Could you try reformatting your post? It is a bit hard to follow.

https://guides.github.com/features/mastering-markdown/

The word "test" in a name is often used by nose to signal that a class or function should be tested. I sometimes have to add an attribute to a class to make it skip testing:

def test_network_connection():
    # Some magic to test the network

test_network_connection.__test__ = False

This can be avoided by not using the word "test" or "Test" in functions and classes that aren't unit tests. This is one of those nose features that does the right thing 95% of the time, and is annoying the other 5%.

jwhitlock avatar May 06 '16 16:05 jwhitlock

@jwhitlock: sorry, reformatted.

d33tah avatar May 06 '16 17:05 d33tah

@jwhitlock: thanks for your answer - I experimented with both removing __test from the names (kind of expected it to skip them based on the __), as well as setting __test__ and neither helped. Regardless of what I try, the test gets run twice in this sample. Do you have any more ideas?

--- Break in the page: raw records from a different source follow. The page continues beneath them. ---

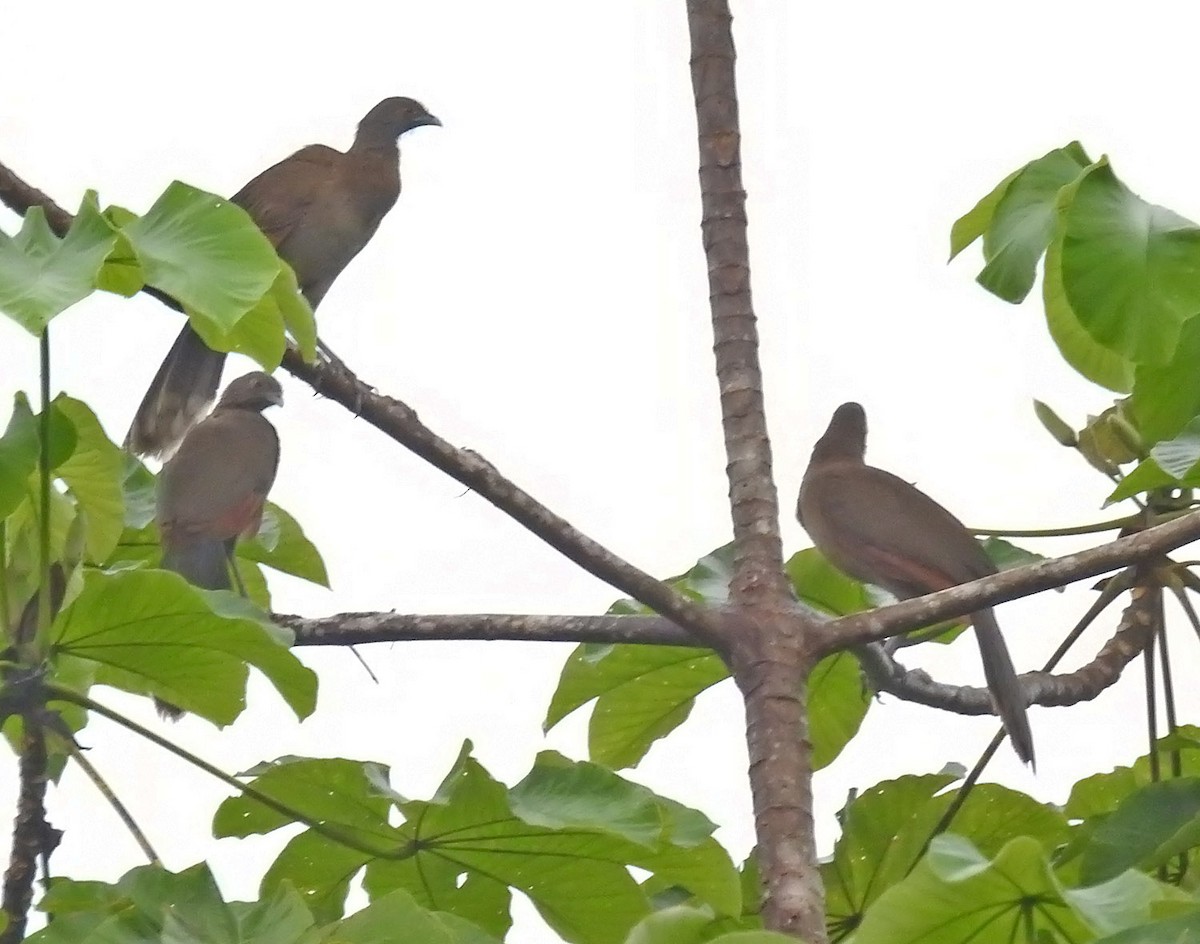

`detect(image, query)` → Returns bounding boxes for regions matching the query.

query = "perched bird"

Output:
[796,403,1033,764]
[125,98,442,456]
[155,371,283,718]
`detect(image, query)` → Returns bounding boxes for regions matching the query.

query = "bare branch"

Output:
[283,349,720,648]
[688,0,792,605]
[279,613,702,647]
[0,716,59,944]
[814,512,1200,655]
[856,588,1154,715]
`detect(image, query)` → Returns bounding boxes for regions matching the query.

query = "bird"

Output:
[125,97,442,456]
[796,403,1034,765]
[155,371,283,718]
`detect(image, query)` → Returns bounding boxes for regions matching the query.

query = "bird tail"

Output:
[154,698,187,721]
[162,539,236,590]
[971,609,1034,764]
[125,324,226,456]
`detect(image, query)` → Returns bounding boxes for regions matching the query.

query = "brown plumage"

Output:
[125,98,442,456]
[796,403,1033,764]
[156,371,283,718]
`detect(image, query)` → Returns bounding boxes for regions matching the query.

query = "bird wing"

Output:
[158,410,280,545]
[232,144,344,247]
[802,463,996,596]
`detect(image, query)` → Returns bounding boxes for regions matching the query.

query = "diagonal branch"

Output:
[815,511,1200,655]
[283,348,720,649]
[856,588,1154,715]
[279,613,700,647]
[0,158,720,648]
[688,0,792,605]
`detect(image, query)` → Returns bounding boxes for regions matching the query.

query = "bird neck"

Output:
[350,125,400,161]
[809,433,866,467]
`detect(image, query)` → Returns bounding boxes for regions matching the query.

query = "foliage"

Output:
[0,149,1200,944]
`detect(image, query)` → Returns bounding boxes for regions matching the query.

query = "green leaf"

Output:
[229,885,313,944]
[625,904,796,944]
[1104,459,1176,507]
[0,393,38,519]
[1150,417,1200,482]
[822,774,1067,928]
[1061,158,1200,365]
[854,836,1091,944]
[325,889,499,944]
[364,753,648,944]
[972,142,1091,305]
[1042,177,1134,393]
[1033,399,1079,449]
[30,864,314,944]
[0,192,116,335]
[542,543,733,769]
[544,645,730,769]
[1080,777,1200,884]
[214,745,740,944]
[947,168,1024,261]
[238,501,329,587]
[54,393,125,563]
[1096,910,1200,944]
[1130,311,1200,443]
[808,653,874,770]
[50,571,317,726]
[121,180,280,337]
[784,547,875,617]
[212,757,396,921]
[979,537,1046,570]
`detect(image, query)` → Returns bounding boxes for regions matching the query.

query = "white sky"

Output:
[0,0,1200,944]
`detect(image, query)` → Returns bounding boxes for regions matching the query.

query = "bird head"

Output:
[359,97,442,138]
[812,402,866,462]
[217,371,283,410]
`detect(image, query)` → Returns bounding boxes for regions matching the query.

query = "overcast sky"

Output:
[0,0,1200,944]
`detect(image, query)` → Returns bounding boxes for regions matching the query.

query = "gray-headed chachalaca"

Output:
[125,98,442,456]
[156,371,283,717]
[796,403,1033,764]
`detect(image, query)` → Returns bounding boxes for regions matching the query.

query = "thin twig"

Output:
[0,717,58,944]
[278,613,701,645]
[62,738,162,865]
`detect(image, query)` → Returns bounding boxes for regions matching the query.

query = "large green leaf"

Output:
[1042,224,1134,393]
[49,571,317,724]
[214,746,740,944]
[0,393,38,519]
[29,865,317,944]
[0,193,116,335]
[974,142,1091,303]
[544,645,730,769]
[822,774,1068,927]
[121,180,282,336]
[238,501,329,587]
[1129,309,1200,443]
[542,545,733,768]
[1080,777,1200,884]
[854,835,1171,944]
[322,889,499,944]
[54,393,125,563]
[1061,158,1200,365]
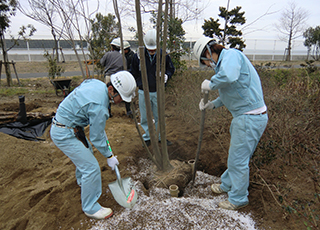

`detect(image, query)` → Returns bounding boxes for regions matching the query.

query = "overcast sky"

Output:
[10,0,320,43]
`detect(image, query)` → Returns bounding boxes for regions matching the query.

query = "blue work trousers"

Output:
[50,124,102,214]
[138,89,158,141]
[220,114,268,205]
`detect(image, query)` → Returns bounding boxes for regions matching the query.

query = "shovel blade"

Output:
[108,177,138,208]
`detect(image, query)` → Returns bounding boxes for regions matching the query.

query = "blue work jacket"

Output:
[209,49,265,117]
[55,79,112,157]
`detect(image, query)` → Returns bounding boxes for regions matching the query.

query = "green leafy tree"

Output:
[90,13,119,76]
[150,11,186,69]
[0,0,17,86]
[303,26,320,61]
[202,6,246,51]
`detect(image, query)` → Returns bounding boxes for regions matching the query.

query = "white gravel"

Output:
[85,160,257,230]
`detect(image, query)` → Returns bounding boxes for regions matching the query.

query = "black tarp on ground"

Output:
[0,118,52,141]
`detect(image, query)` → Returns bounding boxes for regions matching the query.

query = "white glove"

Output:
[164,74,168,83]
[199,98,214,111]
[107,155,119,170]
[201,79,211,93]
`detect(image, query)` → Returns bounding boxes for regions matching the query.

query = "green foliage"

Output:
[90,13,120,73]
[303,26,320,60]
[150,11,186,70]
[43,51,64,79]
[202,6,246,51]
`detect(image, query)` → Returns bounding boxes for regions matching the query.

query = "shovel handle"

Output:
[114,165,121,180]
[192,91,209,185]
[114,165,124,191]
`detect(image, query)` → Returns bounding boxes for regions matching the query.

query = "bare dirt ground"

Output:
[0,61,316,230]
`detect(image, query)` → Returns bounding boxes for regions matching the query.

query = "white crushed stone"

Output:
[86,159,257,230]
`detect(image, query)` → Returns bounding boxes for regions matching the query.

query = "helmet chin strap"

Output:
[207,44,217,64]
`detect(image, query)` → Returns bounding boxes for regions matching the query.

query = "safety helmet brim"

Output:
[110,70,137,102]
[143,29,157,50]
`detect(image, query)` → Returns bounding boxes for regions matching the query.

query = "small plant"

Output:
[300,60,318,73]
[43,51,65,79]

d33tah avatar May 06 '16 18:05 d33tah

@jwhitlock: ping

d33tah avatar May 09 '16 10:05 d33tah

I think you may be fighting nose with your wrapper, and should try another way to your desired result. For example, you could create a derived class of TestResult that overrides addError to add the pause. You then pass your derived class to the test runner as resultclass.

You could try an upstream bug, although nose is also in maintenance mode.

jwhitlock avatar May 09 '16 19:05 jwhitlock

@jwhitlock: thanks, this sounds like something that could work. Not sure though how to make it work with django-nose. Where could I pass the resultclass there?

d33tah avatar May 11 '16 13:05 d33tah

@d33tah, I take it back. nose doesn't use unittest conventions, so this approach won't work. To do this with nose, I think you need to write a plugin. The Failure Detail plugin is pretty close to what you need, except that you want formatFailure to pause for 3 seconds.

I'm not sure if you invest this effort in nose. You may want to look at py.test.

By the way, why do you want tests to pause for 3 seconds on failures?

jwhitlock avatar May 11 '16 21:05 jwhitlock

@jwhitlock: basically because those are Selenium tests and I'd like to have time to inspect them. I could drop them into a debugger, but it'd be nice to have the same shell script work in both cases...

d33tah avatar May 12 '16 09:05 d33tah

Also, thanks for pointing me to the plugin @jwhitlock, I'll try it out.

d33tah avatar May 12 '16 09:05 d33tah

Ah Selenium debugging. It's been a while since I've had to do that., I will probably have to start myself later this year. I'm planning on py.test for that.

There was a selenium plugin written in 2010 that allows pausing on test failures:

http://blog.reallysimplethoughts.com/2010/11/15/the-power-debugger-plugin-v1-0-for-selenium-ide-released/

I think it doesn't work with current Firefox versions. But, you may find something in the Selenium docs or forums to do this with Selenium configuration rather than in the test suite.

jwhitlock avatar May 12 '16 14:05 jwhitlock

The problem is that I'd like to treat failed assertions as errors, which selenium can't know about. This is why I'm experimenting with django-nose.